Did you know that 35 women have run for President of the United States? And that the first was Victoria Woodhull in 1872?
Political and social milestones like Victoria's Presidential run capture our collective imagination. Recently the nomination and election of President Obama and the presumptive nomination of Hilary Clinton as the Democratic candidate in 2016 did just that.
It’s a grand thing to watch history unfold, especially when that history doesn't involve war or destruction!
We all love to see and share success, but not every milestone comes with success attached - sometimes, really important milestones are doomed to failure. Victoria Woodhull’s run for President was never going to succeed.
But, as Victoria herself realistically said:
“If my political campaign for the Presidency is not successful, it will be educational.”
Educational it certainly was. And trail-blazing.
Victoria's story isn't well known and in A Woman for President we follow her impoverished and abusive childhood through two broken marriages and a groundbreaking career as a stockbroker to her run for President of the United States of America.
She rose from abject poverty to riches and then used those riches to finance a run for the Presidency in 1872.
And she did it at a time when everything in society conspired against her. Social mobility was rare and women’s rights were virtually non-existent.
Victoria managed to overcome all of that and retain her sense of outrage and passion.
This is a picture book for older readers. Telling a story like this one requires many words, so each page is quite text-heavy for a picture book, but in typical Jane Dyer fashion, the pictures do a wonderful job of supporting the story. They're beautiful and evocative of the time. There’s a haunting sadness to some and a stilted formality to others, but also joy and enthusiasm and promise.
However, the main reason I recommend it for ages 8 and up is that it needs to be pondered on – there’s a lot happening and a lot of issues to think about. The hard realities of Victoria’s life are confronting – important and thought provoking, but still confronting. The status of women in the late 1800’s can be shocking to children and teens as can the way that status translated into their everyday lives.
Victoria had no right to vote – in 1872 only women in Wyoming and Utah had the right to vote. (Utah women later lost the right to vote before regaining it in 1895.)
This meant that Victoria couldn’t even vote for herself!

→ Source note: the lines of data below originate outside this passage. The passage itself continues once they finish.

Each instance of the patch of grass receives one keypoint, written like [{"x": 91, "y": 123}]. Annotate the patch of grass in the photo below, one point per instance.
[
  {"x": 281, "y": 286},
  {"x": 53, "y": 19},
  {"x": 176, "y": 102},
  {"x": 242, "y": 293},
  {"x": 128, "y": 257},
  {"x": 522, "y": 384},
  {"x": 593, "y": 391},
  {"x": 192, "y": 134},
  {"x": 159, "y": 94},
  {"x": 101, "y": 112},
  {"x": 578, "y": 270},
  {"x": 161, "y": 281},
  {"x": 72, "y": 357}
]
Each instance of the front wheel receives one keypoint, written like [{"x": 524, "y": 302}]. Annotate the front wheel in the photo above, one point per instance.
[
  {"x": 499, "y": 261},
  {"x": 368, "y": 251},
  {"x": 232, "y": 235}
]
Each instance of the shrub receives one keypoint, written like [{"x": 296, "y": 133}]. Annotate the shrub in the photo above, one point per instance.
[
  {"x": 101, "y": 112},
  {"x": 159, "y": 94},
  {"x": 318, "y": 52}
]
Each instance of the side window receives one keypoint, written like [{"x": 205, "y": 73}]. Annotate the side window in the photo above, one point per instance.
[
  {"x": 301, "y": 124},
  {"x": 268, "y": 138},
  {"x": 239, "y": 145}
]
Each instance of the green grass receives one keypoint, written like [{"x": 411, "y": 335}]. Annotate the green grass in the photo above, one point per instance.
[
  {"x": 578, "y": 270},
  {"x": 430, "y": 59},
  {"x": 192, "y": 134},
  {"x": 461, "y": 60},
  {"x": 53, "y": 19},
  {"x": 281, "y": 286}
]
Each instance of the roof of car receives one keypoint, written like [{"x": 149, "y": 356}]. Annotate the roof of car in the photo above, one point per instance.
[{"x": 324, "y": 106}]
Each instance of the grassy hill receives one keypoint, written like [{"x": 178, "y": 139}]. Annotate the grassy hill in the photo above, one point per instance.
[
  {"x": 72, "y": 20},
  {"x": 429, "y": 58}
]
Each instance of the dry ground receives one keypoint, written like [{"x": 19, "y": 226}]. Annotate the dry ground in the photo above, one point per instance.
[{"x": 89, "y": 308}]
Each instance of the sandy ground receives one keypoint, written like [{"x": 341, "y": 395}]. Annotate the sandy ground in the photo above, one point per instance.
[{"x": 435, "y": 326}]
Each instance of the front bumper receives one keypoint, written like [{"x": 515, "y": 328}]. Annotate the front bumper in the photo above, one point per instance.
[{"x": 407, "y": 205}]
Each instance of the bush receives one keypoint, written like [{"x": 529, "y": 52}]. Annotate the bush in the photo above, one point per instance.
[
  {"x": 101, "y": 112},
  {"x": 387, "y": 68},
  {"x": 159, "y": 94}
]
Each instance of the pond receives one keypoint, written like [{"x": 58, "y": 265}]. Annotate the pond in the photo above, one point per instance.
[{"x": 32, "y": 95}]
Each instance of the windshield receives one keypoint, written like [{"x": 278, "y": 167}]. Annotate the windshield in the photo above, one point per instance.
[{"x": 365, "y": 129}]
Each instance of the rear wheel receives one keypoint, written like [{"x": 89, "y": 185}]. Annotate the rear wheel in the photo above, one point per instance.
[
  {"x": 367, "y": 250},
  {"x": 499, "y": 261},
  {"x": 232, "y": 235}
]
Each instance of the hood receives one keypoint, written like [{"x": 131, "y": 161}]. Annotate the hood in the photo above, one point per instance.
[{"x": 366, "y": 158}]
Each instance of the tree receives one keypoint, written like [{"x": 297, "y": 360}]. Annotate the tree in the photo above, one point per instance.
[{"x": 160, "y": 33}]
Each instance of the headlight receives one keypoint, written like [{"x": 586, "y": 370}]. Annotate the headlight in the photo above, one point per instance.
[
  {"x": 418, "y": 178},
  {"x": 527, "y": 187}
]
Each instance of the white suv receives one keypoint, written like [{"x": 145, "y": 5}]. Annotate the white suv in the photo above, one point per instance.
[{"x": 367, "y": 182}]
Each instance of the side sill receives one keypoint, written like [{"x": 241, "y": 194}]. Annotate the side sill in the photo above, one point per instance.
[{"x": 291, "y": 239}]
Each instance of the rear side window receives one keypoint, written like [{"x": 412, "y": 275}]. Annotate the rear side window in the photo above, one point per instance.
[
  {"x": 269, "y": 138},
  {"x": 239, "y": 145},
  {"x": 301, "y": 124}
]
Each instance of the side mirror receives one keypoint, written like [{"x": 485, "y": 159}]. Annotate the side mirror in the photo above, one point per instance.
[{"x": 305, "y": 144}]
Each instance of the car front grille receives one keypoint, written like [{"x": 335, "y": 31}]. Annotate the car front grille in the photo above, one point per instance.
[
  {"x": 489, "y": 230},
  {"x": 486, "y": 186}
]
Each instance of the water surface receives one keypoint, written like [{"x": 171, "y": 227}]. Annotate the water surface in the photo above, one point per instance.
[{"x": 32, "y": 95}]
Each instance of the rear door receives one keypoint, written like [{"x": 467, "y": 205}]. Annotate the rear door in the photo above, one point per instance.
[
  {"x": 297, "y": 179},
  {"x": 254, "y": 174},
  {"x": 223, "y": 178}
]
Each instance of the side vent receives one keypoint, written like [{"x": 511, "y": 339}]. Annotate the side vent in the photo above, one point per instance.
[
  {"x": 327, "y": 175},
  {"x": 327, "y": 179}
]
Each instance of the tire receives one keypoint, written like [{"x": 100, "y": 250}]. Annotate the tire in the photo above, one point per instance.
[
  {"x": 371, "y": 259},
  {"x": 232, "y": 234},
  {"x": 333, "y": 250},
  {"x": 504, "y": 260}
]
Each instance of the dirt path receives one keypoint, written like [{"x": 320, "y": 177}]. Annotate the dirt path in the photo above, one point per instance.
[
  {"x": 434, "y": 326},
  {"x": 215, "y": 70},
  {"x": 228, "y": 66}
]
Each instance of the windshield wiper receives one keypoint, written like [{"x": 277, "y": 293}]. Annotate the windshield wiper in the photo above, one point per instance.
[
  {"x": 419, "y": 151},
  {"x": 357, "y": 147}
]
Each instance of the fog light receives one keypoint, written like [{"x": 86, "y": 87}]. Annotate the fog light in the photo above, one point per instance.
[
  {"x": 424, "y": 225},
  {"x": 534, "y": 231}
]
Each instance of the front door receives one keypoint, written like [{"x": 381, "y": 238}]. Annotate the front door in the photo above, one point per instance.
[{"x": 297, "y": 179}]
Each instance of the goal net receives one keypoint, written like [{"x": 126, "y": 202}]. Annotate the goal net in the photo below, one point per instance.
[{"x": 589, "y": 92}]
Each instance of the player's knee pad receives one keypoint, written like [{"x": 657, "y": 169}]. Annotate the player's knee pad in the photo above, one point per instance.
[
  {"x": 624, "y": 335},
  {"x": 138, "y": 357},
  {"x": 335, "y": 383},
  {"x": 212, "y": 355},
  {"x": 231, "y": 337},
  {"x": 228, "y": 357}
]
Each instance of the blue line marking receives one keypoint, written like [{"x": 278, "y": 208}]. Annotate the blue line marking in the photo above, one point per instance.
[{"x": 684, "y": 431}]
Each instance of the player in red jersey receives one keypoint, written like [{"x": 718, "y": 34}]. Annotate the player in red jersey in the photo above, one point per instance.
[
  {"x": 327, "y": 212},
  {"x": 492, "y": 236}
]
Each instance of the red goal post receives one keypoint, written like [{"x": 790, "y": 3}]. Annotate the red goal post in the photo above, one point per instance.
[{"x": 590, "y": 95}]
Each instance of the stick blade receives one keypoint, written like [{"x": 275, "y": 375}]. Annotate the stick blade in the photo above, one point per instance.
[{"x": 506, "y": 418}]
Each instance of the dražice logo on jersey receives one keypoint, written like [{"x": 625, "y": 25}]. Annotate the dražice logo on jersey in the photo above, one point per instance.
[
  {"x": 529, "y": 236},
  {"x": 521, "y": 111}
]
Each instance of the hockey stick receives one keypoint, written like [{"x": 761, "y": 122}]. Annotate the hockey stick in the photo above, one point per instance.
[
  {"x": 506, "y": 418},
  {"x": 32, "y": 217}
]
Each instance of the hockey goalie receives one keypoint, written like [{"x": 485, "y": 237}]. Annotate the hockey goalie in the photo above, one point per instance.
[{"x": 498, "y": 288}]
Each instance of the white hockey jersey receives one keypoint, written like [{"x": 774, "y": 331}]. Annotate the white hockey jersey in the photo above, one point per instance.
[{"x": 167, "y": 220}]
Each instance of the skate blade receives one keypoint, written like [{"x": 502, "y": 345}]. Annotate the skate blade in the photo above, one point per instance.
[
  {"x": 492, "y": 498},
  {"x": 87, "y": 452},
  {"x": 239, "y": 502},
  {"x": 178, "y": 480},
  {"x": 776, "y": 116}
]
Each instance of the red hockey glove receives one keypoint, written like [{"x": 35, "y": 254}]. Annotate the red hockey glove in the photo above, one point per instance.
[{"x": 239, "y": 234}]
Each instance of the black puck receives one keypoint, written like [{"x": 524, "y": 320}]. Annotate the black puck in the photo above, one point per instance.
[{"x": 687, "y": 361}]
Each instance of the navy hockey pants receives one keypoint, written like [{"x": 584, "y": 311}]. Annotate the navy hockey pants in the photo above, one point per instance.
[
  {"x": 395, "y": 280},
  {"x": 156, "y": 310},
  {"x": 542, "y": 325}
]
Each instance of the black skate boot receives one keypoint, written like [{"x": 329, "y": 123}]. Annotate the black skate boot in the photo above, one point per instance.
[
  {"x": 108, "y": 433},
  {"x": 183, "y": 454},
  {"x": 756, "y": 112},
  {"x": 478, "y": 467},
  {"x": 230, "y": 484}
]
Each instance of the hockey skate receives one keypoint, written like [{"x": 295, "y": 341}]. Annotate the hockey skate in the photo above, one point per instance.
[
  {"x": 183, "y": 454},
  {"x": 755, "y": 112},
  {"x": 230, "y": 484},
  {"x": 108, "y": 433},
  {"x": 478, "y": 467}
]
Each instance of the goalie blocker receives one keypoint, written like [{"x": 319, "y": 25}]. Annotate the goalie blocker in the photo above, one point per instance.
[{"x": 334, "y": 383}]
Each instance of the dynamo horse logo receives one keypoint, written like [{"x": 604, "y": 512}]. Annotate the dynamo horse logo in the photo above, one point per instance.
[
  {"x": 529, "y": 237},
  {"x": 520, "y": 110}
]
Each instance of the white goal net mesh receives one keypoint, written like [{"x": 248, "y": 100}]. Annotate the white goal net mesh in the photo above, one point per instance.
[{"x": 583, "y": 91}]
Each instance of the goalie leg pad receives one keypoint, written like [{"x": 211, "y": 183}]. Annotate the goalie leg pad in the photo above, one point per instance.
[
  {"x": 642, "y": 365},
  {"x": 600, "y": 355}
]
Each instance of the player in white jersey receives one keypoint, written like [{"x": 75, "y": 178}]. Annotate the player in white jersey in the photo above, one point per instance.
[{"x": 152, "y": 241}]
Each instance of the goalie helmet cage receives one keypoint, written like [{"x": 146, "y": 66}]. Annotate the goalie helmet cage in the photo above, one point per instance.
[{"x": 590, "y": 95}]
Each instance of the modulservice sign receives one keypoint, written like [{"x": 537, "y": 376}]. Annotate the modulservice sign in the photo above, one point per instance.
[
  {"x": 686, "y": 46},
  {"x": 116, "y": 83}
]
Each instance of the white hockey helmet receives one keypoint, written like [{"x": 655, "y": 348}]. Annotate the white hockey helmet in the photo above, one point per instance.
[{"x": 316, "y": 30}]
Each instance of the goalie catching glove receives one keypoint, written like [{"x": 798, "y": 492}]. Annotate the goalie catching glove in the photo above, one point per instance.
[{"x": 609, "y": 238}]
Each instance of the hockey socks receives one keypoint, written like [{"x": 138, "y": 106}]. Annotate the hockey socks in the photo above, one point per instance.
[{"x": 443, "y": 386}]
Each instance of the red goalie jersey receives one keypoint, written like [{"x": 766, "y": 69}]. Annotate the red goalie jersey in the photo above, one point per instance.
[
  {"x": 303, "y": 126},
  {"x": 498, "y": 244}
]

Because this is a picture book, designed to tell a story of great importance, not everything about Victoria's life is included. Some of her beliefs and policies were radical at the time and would be simply unthinkable in a Presidential candidate today. Victoria's personal life may also give some readers pause - and the story as told in A Woman for President leaves those parts of her life aside. (If you want to read more, there are a couple of books for adults available on kindle that will provide plenty of information.)
But Victoria's impressive drive and passion are evident right throughout the story – it’s admirable and the stuff that tough role models are made of. Her willingness to stand strong and brave the ridicule of society and the media for a cause she believes in is presented with a little bit of sass – probably reflecting Victoria herself.
There’s a great story of Victoria and her sister Tennessee in an upmarket restaurant: They order:
‘tomato soup for two’
but are refused service because they have no male escort. The sisters invite their carriage driver in to dine with them and:
‘“Tomato soup for three,” said Victoria grandly.’
A Woman for President is great to read for:
Capturing a bit of history – Victoria’s life is a reflection of the time she lived and her achievements were extraordinary – it’s history worth knowing.
Celebrating the progress the world has made in embracing human rights and reflecting on the work still to be done.
Preparing for another historic election in November when Hilary Clinton will be the first woman nominated for President by one of the two major political parties.
Beginning or continuing to talk about winning and losing and how to measure success.
Reflecting on judgements made against minorities and disenfranchised people, then and now.
In many ways Victoria’s story is a tragic one, but it’s also a milestone story. It’s a story that has earned the right to capture our collective imagination, one that is grand to read and to unfold.